The role of Human Herpesvirus6 and Multiple Sclerosis

Several herpesviruses have been suggested to mediate susceptibility to MS, but for several reasons, HHV6, which is actually two similar but distinct viruses; 6A and 6B, is preferable as the first target to study. These viruses usually infect people often in infancy, so the immune response to other herpesviruses may be influenced by the response to HHV6. Unlike the other herpesviruses, HHV6 can integrate into human chromosomes and in some cases is passed from parent to child and can be studied like a genetic trait.

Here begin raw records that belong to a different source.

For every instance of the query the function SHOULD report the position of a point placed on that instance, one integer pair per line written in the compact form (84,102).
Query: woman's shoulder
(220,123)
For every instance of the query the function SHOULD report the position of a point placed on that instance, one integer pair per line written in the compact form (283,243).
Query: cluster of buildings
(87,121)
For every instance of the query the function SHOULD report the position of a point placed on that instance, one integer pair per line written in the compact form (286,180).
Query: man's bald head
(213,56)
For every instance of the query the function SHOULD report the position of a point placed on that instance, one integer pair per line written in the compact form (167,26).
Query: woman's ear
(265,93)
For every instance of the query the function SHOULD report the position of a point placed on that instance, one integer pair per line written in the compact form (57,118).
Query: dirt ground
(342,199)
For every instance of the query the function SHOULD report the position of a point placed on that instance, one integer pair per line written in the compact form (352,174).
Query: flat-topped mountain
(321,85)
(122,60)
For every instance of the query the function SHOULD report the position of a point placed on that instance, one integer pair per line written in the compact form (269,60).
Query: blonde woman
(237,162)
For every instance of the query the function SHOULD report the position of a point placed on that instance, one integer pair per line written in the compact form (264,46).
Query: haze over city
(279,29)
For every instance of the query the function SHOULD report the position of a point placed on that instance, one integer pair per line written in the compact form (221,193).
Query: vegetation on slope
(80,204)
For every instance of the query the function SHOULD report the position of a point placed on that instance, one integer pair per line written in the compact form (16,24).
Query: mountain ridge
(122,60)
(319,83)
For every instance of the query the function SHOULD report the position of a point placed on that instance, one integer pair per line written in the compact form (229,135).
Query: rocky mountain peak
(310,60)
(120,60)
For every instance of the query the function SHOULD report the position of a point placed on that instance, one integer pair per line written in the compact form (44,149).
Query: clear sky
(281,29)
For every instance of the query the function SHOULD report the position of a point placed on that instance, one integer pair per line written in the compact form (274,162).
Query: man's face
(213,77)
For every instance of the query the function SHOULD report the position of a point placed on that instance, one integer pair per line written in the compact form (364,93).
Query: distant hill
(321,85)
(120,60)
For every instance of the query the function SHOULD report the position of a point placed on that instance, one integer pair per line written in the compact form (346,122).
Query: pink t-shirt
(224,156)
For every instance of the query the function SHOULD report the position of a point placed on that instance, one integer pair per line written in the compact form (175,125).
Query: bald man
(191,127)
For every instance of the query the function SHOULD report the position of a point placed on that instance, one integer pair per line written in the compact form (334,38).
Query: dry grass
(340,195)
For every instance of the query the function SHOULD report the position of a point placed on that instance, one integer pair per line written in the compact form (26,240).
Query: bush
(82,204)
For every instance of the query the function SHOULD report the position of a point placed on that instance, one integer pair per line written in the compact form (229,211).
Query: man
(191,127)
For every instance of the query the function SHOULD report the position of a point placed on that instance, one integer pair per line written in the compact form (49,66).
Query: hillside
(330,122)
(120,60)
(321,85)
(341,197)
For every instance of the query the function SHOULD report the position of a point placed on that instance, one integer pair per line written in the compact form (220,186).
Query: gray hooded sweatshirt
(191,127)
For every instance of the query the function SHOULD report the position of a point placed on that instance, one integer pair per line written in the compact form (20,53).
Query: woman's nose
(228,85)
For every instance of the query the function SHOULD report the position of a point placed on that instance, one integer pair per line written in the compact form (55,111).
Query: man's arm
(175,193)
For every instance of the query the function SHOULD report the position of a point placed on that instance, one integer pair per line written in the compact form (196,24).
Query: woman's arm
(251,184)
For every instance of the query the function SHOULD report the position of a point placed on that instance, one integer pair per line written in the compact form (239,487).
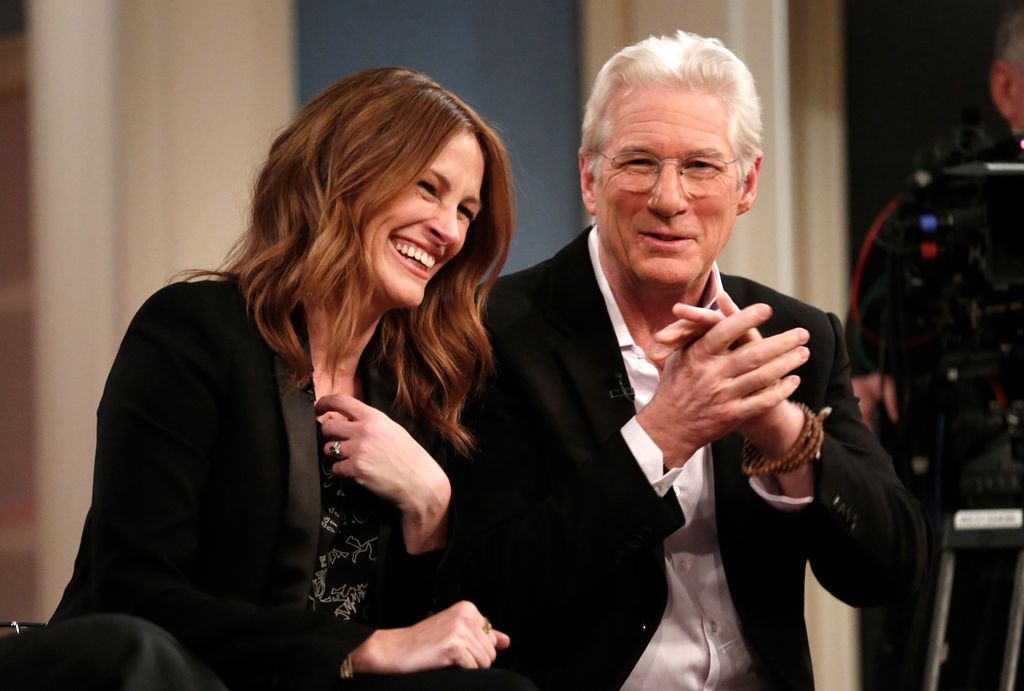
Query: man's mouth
(415,254)
(662,236)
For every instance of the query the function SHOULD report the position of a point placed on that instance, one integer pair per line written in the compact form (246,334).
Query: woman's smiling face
(424,226)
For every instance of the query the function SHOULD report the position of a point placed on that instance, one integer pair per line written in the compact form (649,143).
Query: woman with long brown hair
(269,483)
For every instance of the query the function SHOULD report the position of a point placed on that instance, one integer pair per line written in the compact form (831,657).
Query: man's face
(662,242)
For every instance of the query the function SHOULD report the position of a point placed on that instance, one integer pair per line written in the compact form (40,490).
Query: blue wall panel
(515,62)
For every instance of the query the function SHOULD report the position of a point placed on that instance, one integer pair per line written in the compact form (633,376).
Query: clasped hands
(718,375)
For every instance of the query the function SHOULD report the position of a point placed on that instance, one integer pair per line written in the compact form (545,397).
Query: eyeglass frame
(681,171)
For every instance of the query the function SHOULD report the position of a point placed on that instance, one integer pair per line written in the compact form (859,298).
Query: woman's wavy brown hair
(349,152)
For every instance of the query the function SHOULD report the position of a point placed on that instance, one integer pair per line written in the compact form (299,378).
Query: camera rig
(937,303)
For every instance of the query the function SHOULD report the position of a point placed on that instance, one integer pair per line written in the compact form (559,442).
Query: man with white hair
(665,447)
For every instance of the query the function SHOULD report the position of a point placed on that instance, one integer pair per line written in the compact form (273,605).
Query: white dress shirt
(698,643)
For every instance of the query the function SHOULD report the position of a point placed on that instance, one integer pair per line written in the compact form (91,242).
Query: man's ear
(587,183)
(1003,84)
(750,188)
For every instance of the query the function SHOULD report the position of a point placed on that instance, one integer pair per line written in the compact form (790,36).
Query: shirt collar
(709,299)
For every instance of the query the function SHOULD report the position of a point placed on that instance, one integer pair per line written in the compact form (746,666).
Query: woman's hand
(458,637)
(378,454)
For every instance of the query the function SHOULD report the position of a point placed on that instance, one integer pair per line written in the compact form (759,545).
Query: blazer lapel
(587,345)
(297,543)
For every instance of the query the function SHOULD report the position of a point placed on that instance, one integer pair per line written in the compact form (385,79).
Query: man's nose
(668,195)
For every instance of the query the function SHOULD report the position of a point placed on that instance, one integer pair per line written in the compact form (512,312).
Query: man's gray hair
(1009,44)
(686,61)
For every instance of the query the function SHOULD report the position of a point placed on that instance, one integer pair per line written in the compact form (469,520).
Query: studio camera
(938,304)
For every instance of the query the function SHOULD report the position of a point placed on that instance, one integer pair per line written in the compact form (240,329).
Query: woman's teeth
(416,253)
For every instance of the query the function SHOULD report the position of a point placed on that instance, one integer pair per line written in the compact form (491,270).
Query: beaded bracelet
(806,447)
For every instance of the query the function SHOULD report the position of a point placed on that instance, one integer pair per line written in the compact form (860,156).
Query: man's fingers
(734,328)
(728,307)
(349,406)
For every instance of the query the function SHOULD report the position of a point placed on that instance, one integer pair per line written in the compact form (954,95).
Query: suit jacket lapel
(297,543)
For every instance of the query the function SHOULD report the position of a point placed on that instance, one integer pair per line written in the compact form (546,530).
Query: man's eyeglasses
(638,172)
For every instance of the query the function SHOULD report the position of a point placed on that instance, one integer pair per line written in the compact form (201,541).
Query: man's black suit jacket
(206,499)
(560,533)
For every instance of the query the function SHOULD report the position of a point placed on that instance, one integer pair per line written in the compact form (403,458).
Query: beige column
(147,120)
(795,238)
(74,161)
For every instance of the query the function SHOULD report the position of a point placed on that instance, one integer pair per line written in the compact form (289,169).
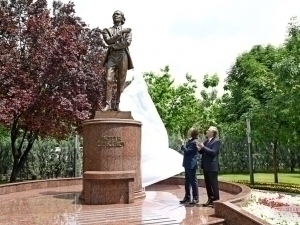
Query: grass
(3,182)
(288,178)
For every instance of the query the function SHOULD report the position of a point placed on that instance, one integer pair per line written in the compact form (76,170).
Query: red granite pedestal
(112,159)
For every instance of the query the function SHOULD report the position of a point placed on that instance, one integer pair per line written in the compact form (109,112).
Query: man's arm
(125,43)
(215,149)
(109,39)
(190,150)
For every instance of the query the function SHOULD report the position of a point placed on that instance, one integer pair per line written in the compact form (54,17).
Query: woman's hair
(194,132)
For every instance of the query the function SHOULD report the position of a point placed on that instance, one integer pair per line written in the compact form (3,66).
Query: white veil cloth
(159,162)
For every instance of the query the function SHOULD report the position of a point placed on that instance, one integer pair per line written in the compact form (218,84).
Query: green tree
(254,93)
(176,104)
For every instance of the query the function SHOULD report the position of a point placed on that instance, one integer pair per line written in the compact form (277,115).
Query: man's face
(117,16)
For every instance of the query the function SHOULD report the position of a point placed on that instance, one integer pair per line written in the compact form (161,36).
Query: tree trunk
(19,161)
(293,161)
(19,156)
(275,164)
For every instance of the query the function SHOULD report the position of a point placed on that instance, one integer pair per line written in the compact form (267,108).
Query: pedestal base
(108,187)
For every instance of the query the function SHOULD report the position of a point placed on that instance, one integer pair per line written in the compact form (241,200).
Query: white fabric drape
(159,162)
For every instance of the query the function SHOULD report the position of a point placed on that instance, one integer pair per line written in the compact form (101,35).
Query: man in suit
(210,150)
(117,59)
(190,155)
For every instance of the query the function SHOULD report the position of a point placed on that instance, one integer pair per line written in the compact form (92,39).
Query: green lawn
(3,182)
(291,178)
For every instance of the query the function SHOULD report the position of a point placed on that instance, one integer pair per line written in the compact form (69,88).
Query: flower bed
(275,208)
(291,188)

Study of how often this chromosomal integration of HHV6 (ciHHV6) is seen in MS patients would allow determination if either virus has an impact on MS susceptibility, clinical course and therapeutic response, among other things. The key is to test for ciHHV6AB in large MS datasets. Current methods are not optimal as they are geared toward detecting the infective virus, or in verifying ciHHV6 when it is suspected, are costly, and do not discriminate between HHV6A & HHV6B. The goal of this project is to develop and optimize a cost-effective genetic test for this. Once obtained, the test can be applied to the large MS case-control cohorts to clarify the role of HHV6A and HHV6B in MS.

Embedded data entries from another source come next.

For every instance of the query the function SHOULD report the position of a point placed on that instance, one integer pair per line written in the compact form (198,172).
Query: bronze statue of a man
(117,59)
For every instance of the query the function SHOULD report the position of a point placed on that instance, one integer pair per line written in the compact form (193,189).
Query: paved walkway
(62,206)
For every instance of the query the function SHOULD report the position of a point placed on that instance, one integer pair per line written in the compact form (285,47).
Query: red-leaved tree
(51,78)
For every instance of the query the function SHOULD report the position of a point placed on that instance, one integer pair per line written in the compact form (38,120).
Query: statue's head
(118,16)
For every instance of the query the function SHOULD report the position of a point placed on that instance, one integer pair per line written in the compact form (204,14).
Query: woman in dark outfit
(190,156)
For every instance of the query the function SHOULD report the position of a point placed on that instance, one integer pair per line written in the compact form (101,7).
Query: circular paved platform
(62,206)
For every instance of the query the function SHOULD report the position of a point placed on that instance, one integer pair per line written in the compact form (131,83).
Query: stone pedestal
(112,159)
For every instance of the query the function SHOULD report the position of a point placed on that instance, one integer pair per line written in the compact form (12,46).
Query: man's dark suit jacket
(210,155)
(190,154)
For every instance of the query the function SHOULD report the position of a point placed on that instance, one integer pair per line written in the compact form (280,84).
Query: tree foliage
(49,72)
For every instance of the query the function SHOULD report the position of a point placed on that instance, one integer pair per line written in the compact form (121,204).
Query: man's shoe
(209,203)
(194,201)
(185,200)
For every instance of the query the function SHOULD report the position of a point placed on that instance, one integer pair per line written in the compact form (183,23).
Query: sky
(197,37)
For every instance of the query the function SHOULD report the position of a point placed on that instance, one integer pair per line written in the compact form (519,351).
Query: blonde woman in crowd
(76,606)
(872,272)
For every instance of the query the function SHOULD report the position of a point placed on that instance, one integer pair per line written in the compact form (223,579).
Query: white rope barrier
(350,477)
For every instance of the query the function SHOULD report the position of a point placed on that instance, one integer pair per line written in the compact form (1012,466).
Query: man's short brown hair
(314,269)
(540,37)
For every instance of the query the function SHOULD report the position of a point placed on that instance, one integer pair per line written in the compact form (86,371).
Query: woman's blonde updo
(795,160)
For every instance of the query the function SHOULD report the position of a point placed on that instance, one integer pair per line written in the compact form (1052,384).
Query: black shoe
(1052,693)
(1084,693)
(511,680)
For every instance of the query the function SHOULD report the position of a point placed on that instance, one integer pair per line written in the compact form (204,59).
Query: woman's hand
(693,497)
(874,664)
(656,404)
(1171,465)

The first step is to establish positive and negative test conditions. By obtaining commercially available samples of chromosomal DNA from persons with or without ciHHV6 and samples of HHV6AB viral DNA will allow us to produce the test panels. The next step will be to evaluate the sensitivity and specificity of a number of different published methods to detect the viruses in these panels. Once found, these will be compared to human chromosome markers to find which are compatibile to quantitate human genes. This is done because when a person has ciHHV6AB in their genome, the virus will be present in the same amount as the human genes. In the case of persons only infected with the virus, but where it has not integrated into the chromosome, it is present in far fewer copies than the human genes.
The next step is to test robustness: different concentrations of HHV6A of HHV6B viral DNA as “noise” will be added to establish critical thresholds between true ciHHV6 samples and samples contaminated with HHV6 viral DNA to allow distinction. A workable method in hand, we should begin testing on MS disease cohorts, like the Sardinian one we previously worked on.